∞.

159 24 123
                                    

Choi San amaçsızca ilerliyordu ıssız yolda. Eskimiş,üzerine bulaşan topraktan dolayı rengi pek belli olmayan, her attığı adımda ıssız yoldaki toprakları havalandıran ayakkabıları sanki mümkünmüşcesine daha da kirlenirken esen rüzgar adeta saçlarını tarıyordu ve üstündeki ince ceket onu soğuktan pek korumuyor gibi görünüyordu. Ay ufuktaydı ve etrafa loş bir ışık yayıyordu. Uzaktan gördüğü kapısı kilitli evler ile adımlarını biraz daha hızlandırdı.

Elindeki yarım sigarayı ağzında götürdü ve bir nefes çekti içine. Pis duman ciğerlerine dolarken gördüğü birkaç ağaca doğru yaklaştı ve sırtını ağacın gövdesine yaslayıp yere çöktü. Sigarası hala ağzındayken pantolonun cebinden dörte katlanmış bir kağıt çıkardı ve birkaç saniye boş bakışlarla baktığı kağıdı açtı. Birkaç gün önce yazdığı,mürekkep kurumadan katladığından dolayı çoğu sözcüğün dağıldığı-sözleri ezbere biliyordu,o yüzden okurken zorluk çekmedi. Ancak onun dışında başka bir 'insan' görseydi birkaç kelimeyi okuyamazdı-o sözleri tekrar okudu içinden.

'Jung Wooyoung, eve dön, çünkü soğuk buradan hissediliyor

Jung Wooyoung, eve dön, çünkü seni daha fazla beklemek istemiyorum

Jung Wooyoung, eve dön, çünkü soğuk buradan hissediliyor

Jung Wooyoung, eve dön, çünkü kaybolmaktan korkuyorum'

İfadesiz suratı ile eskimiş kağıda birkaç saniye daha bakıp eski katlama izlerine uyarak tekrar katladı. Choi San, Jung Wooyoung'u çok özlemişti. Birkaç piçin sözüne bakıp onu terketmişti Jung Wooyoung. Yani Choi San böyle düşünüyordu. Kalbine yine bir acı saplanmıştı. Gerçi hiç çıkmamıştı o acı. Kendini bildi bileli kalbinde bir acı vardı. Kendini ne zamandan beri biliyordu emin değildi. Sanki birkaç gün öncesine kadar hiç bu gezegende bile değildi gibi. Choi San böyle düşünmeye başlamıştı.

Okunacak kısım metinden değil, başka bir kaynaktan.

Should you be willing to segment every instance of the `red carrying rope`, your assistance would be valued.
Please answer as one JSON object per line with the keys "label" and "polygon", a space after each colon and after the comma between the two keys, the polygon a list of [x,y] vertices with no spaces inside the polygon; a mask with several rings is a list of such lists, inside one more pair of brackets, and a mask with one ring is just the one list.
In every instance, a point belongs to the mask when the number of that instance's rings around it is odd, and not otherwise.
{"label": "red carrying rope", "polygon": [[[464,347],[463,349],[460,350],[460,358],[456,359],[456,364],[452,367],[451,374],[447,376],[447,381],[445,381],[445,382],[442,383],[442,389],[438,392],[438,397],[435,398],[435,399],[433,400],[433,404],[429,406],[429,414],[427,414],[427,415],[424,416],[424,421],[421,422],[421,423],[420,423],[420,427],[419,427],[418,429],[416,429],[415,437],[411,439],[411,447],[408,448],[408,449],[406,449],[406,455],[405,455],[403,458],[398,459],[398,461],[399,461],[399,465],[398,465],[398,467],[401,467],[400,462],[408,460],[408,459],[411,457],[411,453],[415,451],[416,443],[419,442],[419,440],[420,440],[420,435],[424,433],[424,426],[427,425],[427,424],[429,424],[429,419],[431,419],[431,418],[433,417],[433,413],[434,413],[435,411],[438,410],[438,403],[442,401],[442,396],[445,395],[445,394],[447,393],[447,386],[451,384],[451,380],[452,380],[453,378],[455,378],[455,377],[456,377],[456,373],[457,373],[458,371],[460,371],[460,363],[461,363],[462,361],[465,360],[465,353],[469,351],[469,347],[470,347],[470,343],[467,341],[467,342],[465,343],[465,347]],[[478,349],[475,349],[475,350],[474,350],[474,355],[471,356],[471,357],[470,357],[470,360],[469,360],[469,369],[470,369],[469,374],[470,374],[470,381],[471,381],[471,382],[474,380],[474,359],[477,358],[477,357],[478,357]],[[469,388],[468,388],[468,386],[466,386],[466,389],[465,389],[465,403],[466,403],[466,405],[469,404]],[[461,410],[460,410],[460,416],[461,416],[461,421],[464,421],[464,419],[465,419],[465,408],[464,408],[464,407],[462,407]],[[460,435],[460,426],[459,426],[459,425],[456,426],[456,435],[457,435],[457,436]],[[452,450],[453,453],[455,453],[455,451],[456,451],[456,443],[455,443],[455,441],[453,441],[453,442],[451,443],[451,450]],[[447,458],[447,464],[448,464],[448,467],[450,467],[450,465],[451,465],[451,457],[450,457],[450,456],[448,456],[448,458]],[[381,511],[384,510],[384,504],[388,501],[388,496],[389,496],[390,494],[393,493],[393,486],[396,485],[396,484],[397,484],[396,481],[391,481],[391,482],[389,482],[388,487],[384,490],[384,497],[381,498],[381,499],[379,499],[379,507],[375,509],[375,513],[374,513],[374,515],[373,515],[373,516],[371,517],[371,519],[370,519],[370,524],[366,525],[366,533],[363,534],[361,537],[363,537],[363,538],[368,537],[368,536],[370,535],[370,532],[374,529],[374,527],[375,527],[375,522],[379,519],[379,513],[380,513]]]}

Sol cebinden çıkarttığı falçata ile elinin üstüne ufak bir kesik attı Choi San. Hoşuna gidiyordu bu kesiklerin verdiği acı. Ama acıtıyordu işte...Jung Wooyoung neredeydi, bilmiyordu Choi San. Onu aramak için yollara düşmüştü. Her geçen saniye daha da canı acıyordu Choi San'ın. Hem buruşmuş kollarının sakladığı kesikler, hemde paramparça olmuş kalbi. Paramparça olmuş kalbi...ne zamandar beri paramparçaydı?

Choi San arkasındaki ağacın gövdesinden güç alıp tekrar ayağa kalktı ve gördüğü evlere doğru hızlıca koşmaya başladı. Onu gören köy halkı korkabilirdi, çünkü şuan ucube gibi görünüyordu. Hatta bir serseri...Yanında ayna yoktu ancak göz altı torbalarının şişmesinden dolayı pek iyi görünmediğini,-kendini bildi bileli hiç uyumamıştı-kıyafetlerinin de bazı yerlerinde yırtıklar olduğunu biliyordu ancak yüzünün temiz olduğunu biliyordu çünkü yüzü tuzlu gözyaşları ile hergün yıkanıyordu.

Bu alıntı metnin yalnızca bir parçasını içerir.